Saturday, November 15, 2008

Self Test Revelation

I thought there would be more response to this little exercise of self indulgence. There I go dreaming within the confines of reality again. Anyway, for those of you who took the test and are just too timid to express yourself in a public forum or so controlled by past rejection that the risk of future rejection is inconceivable, take note; that life boat has sailed and it's filled to capacity. No one is more aware of this fact than I am, I'm merely forcing myself to walk on the water. Safe is not walking with God, safe is responding to imagined fear. But mankind on a whole seems content to endure second best as long as we can control it. But God is looking for a different response and it will take us to a better place, a place without fear and self doubt.

On Saturday, October 18, 2008 my eyes were opened to the meaning of my list.

THINGS I LIKE ABOUT MYSELF: God has confirmed these in my spirit even though I consider them to be everyday, common place characteristics. They reveal the core of who I am. Everything else in my life is built around that core.

THINGS I DISLIKE ABOUT MYSELF: This group has to be reversed to grasp it's importance. For example, if I listed shy, the reverse would be brave. These are extraordinary characteristics that I do not possess. As a side note, I highly esteem these in others.

THINGS I HOPE WILL HAPPEN: None of the items I listed in this group can happen until the reversed characteristics in the previous group are developed in me. If I want to overcome the fear of trying new things I must be brave not shy. But I have to remember that God will develop these things in me and it's usually a slow process.

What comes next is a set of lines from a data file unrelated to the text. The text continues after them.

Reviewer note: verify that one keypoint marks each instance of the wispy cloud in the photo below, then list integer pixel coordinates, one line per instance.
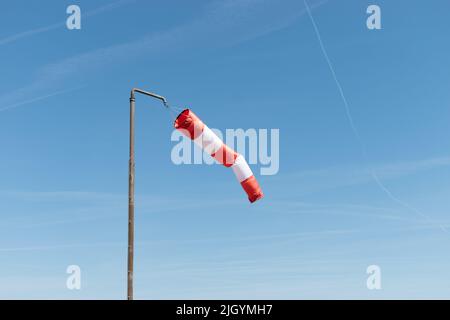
(33, 32)
(343, 176)
(223, 23)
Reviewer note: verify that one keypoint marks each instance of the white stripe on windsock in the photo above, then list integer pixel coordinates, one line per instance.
(208, 141)
(241, 169)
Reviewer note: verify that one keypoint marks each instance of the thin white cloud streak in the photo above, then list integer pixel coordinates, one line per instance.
(346, 176)
(377, 180)
(40, 98)
(224, 23)
(54, 26)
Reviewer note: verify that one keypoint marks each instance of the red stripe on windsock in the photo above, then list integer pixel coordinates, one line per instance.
(188, 123)
(191, 126)
(252, 188)
(225, 155)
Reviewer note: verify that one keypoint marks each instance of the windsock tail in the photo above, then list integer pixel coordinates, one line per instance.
(191, 126)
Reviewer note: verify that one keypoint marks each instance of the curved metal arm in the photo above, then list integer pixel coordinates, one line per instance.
(150, 94)
(131, 188)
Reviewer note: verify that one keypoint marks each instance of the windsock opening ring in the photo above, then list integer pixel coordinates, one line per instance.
(191, 126)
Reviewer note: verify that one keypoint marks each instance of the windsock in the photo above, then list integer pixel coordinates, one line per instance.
(191, 126)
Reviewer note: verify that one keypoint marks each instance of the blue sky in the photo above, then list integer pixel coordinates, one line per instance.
(331, 211)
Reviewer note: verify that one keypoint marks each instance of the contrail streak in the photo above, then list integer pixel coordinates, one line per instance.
(56, 93)
(353, 127)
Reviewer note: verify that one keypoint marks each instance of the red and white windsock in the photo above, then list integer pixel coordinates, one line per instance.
(191, 126)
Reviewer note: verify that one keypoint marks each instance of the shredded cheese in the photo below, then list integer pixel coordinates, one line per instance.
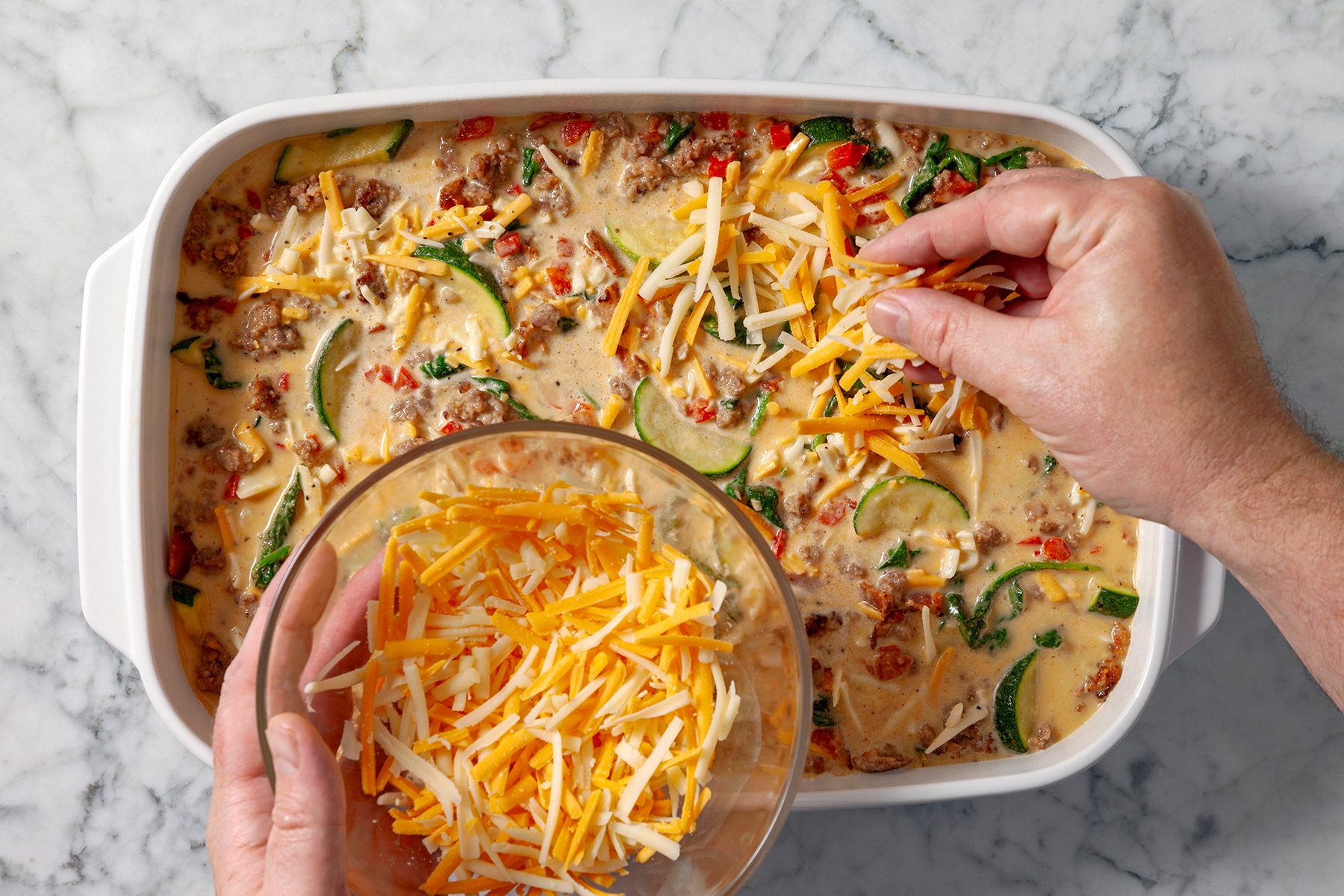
(538, 736)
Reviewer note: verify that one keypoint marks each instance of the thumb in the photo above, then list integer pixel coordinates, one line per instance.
(948, 331)
(305, 855)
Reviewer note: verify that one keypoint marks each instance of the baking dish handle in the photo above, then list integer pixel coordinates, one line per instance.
(99, 429)
(1199, 598)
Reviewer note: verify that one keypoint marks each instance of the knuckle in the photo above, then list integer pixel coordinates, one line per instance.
(939, 336)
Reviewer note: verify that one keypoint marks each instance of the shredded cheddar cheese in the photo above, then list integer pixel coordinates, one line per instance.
(554, 709)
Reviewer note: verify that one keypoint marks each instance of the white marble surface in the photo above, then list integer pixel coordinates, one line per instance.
(1234, 778)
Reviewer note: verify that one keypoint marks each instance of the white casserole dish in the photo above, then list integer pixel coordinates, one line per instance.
(122, 415)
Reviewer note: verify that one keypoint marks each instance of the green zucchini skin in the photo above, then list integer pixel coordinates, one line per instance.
(1009, 696)
(475, 284)
(707, 450)
(340, 148)
(1115, 601)
(871, 514)
(323, 386)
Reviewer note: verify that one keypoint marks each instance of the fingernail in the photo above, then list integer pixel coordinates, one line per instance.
(284, 746)
(890, 317)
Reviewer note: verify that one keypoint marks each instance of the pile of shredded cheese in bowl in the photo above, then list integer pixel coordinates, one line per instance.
(544, 688)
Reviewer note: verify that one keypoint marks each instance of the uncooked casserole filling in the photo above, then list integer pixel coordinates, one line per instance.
(692, 280)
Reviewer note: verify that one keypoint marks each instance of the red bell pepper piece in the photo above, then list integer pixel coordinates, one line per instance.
(833, 511)
(476, 128)
(573, 131)
(508, 243)
(550, 119)
(559, 277)
(719, 167)
(700, 410)
(1057, 550)
(715, 120)
(181, 553)
(847, 155)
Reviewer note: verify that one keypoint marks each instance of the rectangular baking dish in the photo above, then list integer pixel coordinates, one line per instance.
(122, 414)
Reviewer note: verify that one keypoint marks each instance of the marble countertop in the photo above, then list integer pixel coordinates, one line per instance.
(1233, 781)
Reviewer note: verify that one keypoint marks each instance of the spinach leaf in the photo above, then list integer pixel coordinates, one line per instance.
(183, 593)
(215, 370)
(823, 716)
(500, 390)
(737, 488)
(276, 534)
(530, 166)
(965, 164)
(710, 324)
(1015, 158)
(830, 410)
(897, 558)
(972, 625)
(877, 156)
(438, 368)
(996, 638)
(765, 500)
(937, 159)
(676, 132)
(759, 414)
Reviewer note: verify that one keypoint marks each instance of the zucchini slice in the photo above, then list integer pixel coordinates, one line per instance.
(655, 238)
(828, 129)
(326, 383)
(1015, 704)
(702, 447)
(190, 351)
(476, 285)
(907, 503)
(340, 148)
(1115, 601)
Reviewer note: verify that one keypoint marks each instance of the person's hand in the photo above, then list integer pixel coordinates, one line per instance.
(290, 841)
(1133, 356)
(1135, 359)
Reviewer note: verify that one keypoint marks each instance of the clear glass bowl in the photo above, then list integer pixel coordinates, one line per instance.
(756, 768)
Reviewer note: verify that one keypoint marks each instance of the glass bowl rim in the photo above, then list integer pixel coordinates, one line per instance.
(529, 428)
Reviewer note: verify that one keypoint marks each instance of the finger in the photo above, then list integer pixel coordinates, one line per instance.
(924, 373)
(305, 855)
(948, 331)
(240, 805)
(1028, 217)
(1031, 274)
(1026, 308)
(237, 753)
(347, 621)
(292, 641)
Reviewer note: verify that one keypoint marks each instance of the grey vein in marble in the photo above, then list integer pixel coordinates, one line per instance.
(1233, 782)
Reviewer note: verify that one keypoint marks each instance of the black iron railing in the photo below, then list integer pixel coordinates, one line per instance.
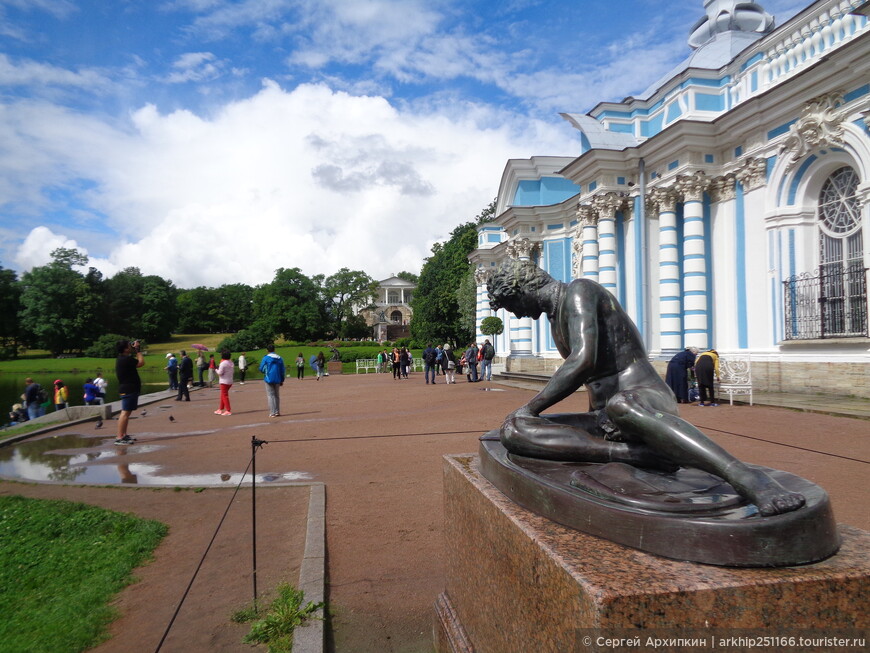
(830, 302)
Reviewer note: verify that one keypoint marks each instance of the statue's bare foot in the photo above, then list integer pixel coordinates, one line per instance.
(768, 496)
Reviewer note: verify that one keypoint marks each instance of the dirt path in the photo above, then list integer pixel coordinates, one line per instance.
(377, 445)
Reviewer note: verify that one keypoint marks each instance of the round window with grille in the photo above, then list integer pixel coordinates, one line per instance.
(838, 206)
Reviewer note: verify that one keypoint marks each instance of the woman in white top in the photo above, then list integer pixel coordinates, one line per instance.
(225, 376)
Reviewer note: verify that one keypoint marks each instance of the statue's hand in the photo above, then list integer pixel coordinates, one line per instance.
(523, 411)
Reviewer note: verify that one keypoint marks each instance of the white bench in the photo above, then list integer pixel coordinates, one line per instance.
(735, 377)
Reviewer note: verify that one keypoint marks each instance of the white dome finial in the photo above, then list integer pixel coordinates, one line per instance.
(729, 16)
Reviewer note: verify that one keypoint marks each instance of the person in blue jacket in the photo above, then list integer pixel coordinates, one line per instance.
(272, 367)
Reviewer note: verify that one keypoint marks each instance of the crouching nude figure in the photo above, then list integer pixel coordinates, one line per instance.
(634, 417)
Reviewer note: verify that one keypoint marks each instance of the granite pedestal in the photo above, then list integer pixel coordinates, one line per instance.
(520, 582)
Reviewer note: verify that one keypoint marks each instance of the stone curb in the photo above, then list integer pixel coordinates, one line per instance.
(79, 414)
(308, 638)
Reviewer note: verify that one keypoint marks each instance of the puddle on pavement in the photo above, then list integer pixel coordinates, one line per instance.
(96, 461)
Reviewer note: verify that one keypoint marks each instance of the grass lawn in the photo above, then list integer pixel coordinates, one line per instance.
(40, 362)
(60, 565)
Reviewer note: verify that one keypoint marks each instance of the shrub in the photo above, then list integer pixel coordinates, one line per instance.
(106, 346)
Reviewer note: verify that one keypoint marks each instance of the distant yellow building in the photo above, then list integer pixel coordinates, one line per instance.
(390, 315)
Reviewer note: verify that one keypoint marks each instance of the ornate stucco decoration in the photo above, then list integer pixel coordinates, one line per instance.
(482, 275)
(662, 199)
(577, 258)
(692, 187)
(521, 248)
(722, 188)
(608, 204)
(820, 126)
(587, 216)
(752, 173)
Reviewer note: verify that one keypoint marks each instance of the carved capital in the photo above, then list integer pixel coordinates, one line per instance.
(482, 275)
(587, 215)
(820, 126)
(752, 173)
(577, 259)
(521, 248)
(663, 199)
(608, 204)
(692, 187)
(723, 188)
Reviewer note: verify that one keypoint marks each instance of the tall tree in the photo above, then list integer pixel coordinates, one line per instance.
(10, 304)
(291, 306)
(345, 293)
(57, 304)
(437, 314)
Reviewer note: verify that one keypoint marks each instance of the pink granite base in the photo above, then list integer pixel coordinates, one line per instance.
(519, 582)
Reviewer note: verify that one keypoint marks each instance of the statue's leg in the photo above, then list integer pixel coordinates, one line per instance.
(572, 438)
(637, 413)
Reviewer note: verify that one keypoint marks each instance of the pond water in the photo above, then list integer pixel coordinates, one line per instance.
(97, 461)
(12, 384)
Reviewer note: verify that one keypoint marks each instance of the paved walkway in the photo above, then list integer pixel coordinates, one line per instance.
(822, 404)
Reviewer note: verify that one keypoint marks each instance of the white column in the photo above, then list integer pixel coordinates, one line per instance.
(481, 276)
(606, 242)
(589, 235)
(521, 328)
(670, 300)
(696, 311)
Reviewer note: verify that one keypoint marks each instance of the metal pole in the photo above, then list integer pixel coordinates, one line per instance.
(254, 445)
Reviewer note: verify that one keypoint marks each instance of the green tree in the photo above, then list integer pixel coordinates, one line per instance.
(437, 313)
(291, 306)
(345, 293)
(491, 326)
(58, 307)
(10, 304)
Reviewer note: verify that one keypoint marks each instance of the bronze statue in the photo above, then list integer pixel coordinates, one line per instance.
(631, 455)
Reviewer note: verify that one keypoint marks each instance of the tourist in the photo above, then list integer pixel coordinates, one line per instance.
(225, 375)
(34, 397)
(201, 367)
(404, 362)
(243, 368)
(185, 376)
(448, 364)
(172, 370)
(90, 392)
(487, 353)
(396, 363)
(471, 359)
(706, 368)
(321, 365)
(101, 384)
(677, 375)
(212, 371)
(61, 395)
(127, 366)
(430, 357)
(272, 367)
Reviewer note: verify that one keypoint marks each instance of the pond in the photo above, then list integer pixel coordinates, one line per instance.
(96, 461)
(12, 384)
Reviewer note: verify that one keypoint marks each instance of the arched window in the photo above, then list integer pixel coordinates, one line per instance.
(841, 256)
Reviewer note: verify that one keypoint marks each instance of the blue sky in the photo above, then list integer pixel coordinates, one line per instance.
(213, 141)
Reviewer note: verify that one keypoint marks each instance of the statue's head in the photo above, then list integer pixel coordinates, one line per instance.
(515, 286)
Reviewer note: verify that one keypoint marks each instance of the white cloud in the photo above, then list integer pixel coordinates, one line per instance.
(40, 243)
(310, 178)
(34, 74)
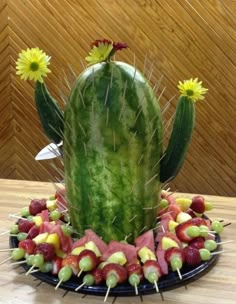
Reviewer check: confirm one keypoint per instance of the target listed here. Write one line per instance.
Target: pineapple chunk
(118, 258)
(77, 250)
(184, 203)
(38, 220)
(168, 243)
(171, 225)
(40, 238)
(146, 254)
(53, 239)
(91, 246)
(51, 204)
(183, 217)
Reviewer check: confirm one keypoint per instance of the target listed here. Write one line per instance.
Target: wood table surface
(216, 286)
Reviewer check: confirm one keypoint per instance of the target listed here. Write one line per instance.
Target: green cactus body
(112, 147)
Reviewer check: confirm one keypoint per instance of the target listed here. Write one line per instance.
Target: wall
(180, 39)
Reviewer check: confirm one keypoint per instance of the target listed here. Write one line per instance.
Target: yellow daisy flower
(32, 64)
(192, 88)
(99, 53)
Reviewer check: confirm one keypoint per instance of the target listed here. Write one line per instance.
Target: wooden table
(217, 286)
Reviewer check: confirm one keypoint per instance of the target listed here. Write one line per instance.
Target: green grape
(38, 260)
(176, 263)
(66, 218)
(55, 215)
(193, 231)
(88, 279)
(210, 245)
(67, 230)
(18, 254)
(30, 259)
(217, 226)
(111, 281)
(86, 264)
(134, 279)
(163, 204)
(14, 229)
(65, 273)
(21, 236)
(46, 267)
(25, 212)
(205, 254)
(152, 277)
(204, 231)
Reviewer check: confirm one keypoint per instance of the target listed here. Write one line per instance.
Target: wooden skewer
(107, 293)
(136, 289)
(179, 274)
(225, 242)
(29, 271)
(79, 274)
(156, 286)
(217, 252)
(80, 286)
(5, 232)
(17, 217)
(4, 261)
(58, 284)
(7, 249)
(17, 263)
(35, 270)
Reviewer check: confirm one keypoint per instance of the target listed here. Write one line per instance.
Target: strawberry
(198, 221)
(197, 243)
(192, 256)
(36, 206)
(198, 204)
(87, 260)
(135, 268)
(175, 258)
(72, 261)
(151, 266)
(25, 225)
(174, 252)
(27, 245)
(182, 231)
(34, 231)
(47, 250)
(97, 275)
(117, 270)
(56, 262)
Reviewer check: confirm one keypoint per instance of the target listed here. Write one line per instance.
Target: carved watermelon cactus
(113, 153)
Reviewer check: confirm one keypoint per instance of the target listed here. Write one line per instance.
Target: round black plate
(169, 281)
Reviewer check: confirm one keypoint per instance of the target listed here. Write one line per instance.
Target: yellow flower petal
(32, 64)
(192, 88)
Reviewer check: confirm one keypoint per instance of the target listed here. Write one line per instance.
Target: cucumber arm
(173, 156)
(50, 114)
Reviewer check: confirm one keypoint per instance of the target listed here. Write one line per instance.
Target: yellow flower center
(34, 66)
(189, 92)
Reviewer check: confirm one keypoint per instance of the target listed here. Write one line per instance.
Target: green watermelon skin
(112, 147)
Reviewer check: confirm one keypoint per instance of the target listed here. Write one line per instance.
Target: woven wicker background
(179, 38)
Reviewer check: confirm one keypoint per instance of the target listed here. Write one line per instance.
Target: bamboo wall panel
(179, 39)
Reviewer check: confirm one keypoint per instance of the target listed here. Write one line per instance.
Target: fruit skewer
(87, 261)
(113, 274)
(175, 258)
(135, 275)
(152, 272)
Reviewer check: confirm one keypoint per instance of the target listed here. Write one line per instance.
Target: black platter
(166, 282)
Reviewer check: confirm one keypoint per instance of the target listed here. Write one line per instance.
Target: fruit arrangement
(113, 225)
(47, 243)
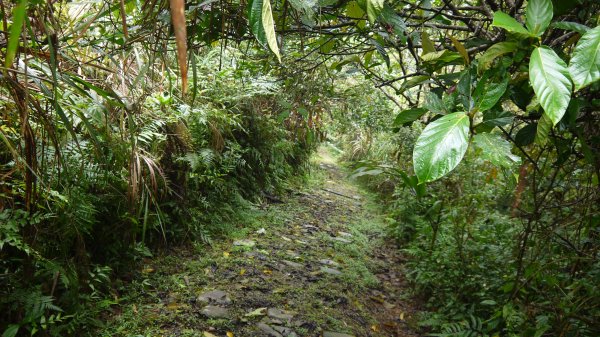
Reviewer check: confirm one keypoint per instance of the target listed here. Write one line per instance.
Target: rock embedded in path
(292, 264)
(213, 311)
(329, 263)
(279, 314)
(244, 243)
(215, 297)
(342, 240)
(335, 334)
(330, 271)
(268, 330)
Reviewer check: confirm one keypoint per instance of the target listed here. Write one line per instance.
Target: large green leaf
(269, 26)
(374, 8)
(441, 146)
(495, 149)
(549, 78)
(15, 32)
(543, 130)
(507, 22)
(571, 26)
(539, 14)
(585, 63)
(497, 50)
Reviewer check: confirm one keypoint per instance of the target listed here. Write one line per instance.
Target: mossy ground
(310, 225)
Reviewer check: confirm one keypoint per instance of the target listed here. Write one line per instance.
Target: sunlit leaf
(549, 78)
(585, 63)
(441, 146)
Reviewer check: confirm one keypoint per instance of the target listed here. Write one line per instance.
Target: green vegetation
(139, 138)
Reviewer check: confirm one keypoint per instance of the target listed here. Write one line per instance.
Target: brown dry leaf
(178, 18)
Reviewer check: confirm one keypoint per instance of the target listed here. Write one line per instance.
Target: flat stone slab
(215, 297)
(345, 234)
(279, 314)
(284, 331)
(292, 264)
(268, 330)
(213, 311)
(342, 240)
(329, 262)
(244, 243)
(330, 271)
(335, 334)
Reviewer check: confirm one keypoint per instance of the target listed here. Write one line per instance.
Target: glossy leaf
(543, 130)
(495, 149)
(441, 146)
(269, 27)
(571, 26)
(507, 22)
(408, 116)
(549, 78)
(374, 8)
(585, 63)
(15, 32)
(538, 16)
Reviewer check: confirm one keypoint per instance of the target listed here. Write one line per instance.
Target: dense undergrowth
(479, 263)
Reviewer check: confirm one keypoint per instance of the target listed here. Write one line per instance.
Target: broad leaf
(374, 8)
(15, 32)
(492, 53)
(585, 63)
(409, 116)
(269, 27)
(571, 26)
(543, 130)
(441, 146)
(507, 22)
(495, 149)
(539, 14)
(526, 135)
(549, 78)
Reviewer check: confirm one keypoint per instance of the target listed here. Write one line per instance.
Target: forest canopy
(127, 126)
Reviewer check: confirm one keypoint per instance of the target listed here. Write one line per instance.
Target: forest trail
(315, 264)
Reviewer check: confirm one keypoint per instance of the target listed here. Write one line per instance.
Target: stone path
(316, 265)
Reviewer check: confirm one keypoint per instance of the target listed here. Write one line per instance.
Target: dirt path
(315, 265)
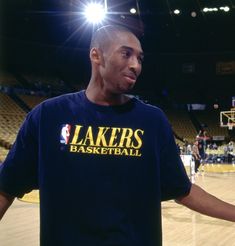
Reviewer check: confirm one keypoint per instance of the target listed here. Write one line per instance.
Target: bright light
(95, 13)
(177, 11)
(193, 14)
(133, 10)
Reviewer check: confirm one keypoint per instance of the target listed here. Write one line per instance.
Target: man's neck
(100, 97)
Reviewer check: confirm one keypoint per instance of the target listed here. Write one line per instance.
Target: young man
(111, 158)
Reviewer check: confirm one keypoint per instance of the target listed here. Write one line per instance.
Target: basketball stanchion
(192, 170)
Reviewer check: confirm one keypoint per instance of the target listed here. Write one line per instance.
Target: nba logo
(65, 133)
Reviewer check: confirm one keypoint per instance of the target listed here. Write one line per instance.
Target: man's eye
(140, 59)
(126, 54)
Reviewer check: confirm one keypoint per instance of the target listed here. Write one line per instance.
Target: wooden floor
(181, 226)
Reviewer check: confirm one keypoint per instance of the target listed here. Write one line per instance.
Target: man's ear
(96, 56)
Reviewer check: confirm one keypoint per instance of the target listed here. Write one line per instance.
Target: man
(105, 184)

THINGS I HOPE WILL NOT HAPPEN: Simply put, fear. My fears usually walk hand in hand with the things I dislike about myself, areas of inadequacy. If I let God grow me into the person He wants me to be, my fear of the unknown wont seem so ominous. He wants to walk with me into my future and He loves me in spite of my past.

1 comment:

Faithful Love said...

AMEN!!! Thanks for sharing what the Lord has revealed to you. I have just read this post for the third time and I am more blessed by it each time. Keep listening and obeying the Lord in your writing.
I know God will continue to bless you as you seek Him.